По лабиринту коридоров направляемся к лифту, потом спускаемся на пятый этаж, где, собственно, располагается отделение интенсивной терапии для новорожденных. Когда расписываемся при входе, нам выдают маленькие пластиковые бейджики, предупредив, что мы не должны их снимать, пока не сдадим на выходе. Затем нас ведут мимо помещений, где не просто маленькие, а прямо-таки крошечные младенцы рядами спят в инкубаторах для новорожденных, а вокруг стоят всевозможные медицинские приборы. Насчитываю как минимум пять видов звуков, которые они издают, прежде чем нас подводят к специальной раковине, велят засучить рукава и тщательно мыть руки до локтей на протяжении двух минут. Затем нас провожают в дальнюю часть палаты, к инкубатору Giraffe, к которому прикреплена розовая карточка. На ней черным маркером выведена фамилия «Беннетт». Дэвид делает глубокий вдох, будто собирается нырнуть с вышки.
– Готов? – спрашиваю я.
Дэвид кивает. Одновременно делаем шаг вперед.

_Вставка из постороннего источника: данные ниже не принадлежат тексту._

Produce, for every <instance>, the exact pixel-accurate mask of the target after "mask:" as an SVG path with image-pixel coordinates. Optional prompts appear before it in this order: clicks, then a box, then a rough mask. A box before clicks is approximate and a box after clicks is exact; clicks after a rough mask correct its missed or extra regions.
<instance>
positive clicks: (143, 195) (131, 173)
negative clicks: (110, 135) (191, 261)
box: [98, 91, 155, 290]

– Боже мой! – потрясенно ахает Дэвид. – Какая же она малюсенькая!
– Два килограмма сто пятьдесят граммов, – вставляет медсестра. – Вообще-то по стандартам нашего отделения ваша девочка считается крупной.
– А это все зачем? – спрашивает Дэвид, указывая на многочисленные проводки, буквально опутавшие его дочку.
– Доктор Гупта скоро подойдет и все объяснит, – отвечает медсестра. – Но не волнуйтесь, сейчас с вашей девочкой все в порядке. Поначалу возникли небольшие трудности с дыханием, поэтому пришлось подключить ее к аппарату искусственной вентиляции легких. Видите трубочки у нее в носике? Скорее всего, отключить аппарат можно будет уже завтра или даже сегодня вечером. А все остальное оборудование нужно затем, чтобы измерять пульс, уровень кислорода в крови и так далее. Как видите, ничего страшного. Все показатели в норме. Девочка у вас, конечно, маленькая, но сильная.
Дэвид сдавленно всхлипывает, по щекам катятся слезы. Поднимает было руку, чтобы их смахнуть, но медсестра предостерегающе грозит ему пальцем.
– И не думайте, а то снова отправлю руки мыть! – строго произносит она.
– Извините, – шмыгает носом Дэвид. – А можно ее потрогать?
– Конечно, – отвечает медсестра. – Но только после того, как пообщаетесь с врачом. Тогда мы ненадолго достанем девочку, и вы сможете немножко ее подержать. Но будьте крайне осторожны. Помните: у недоношенных малышей очень чувствительная кожа.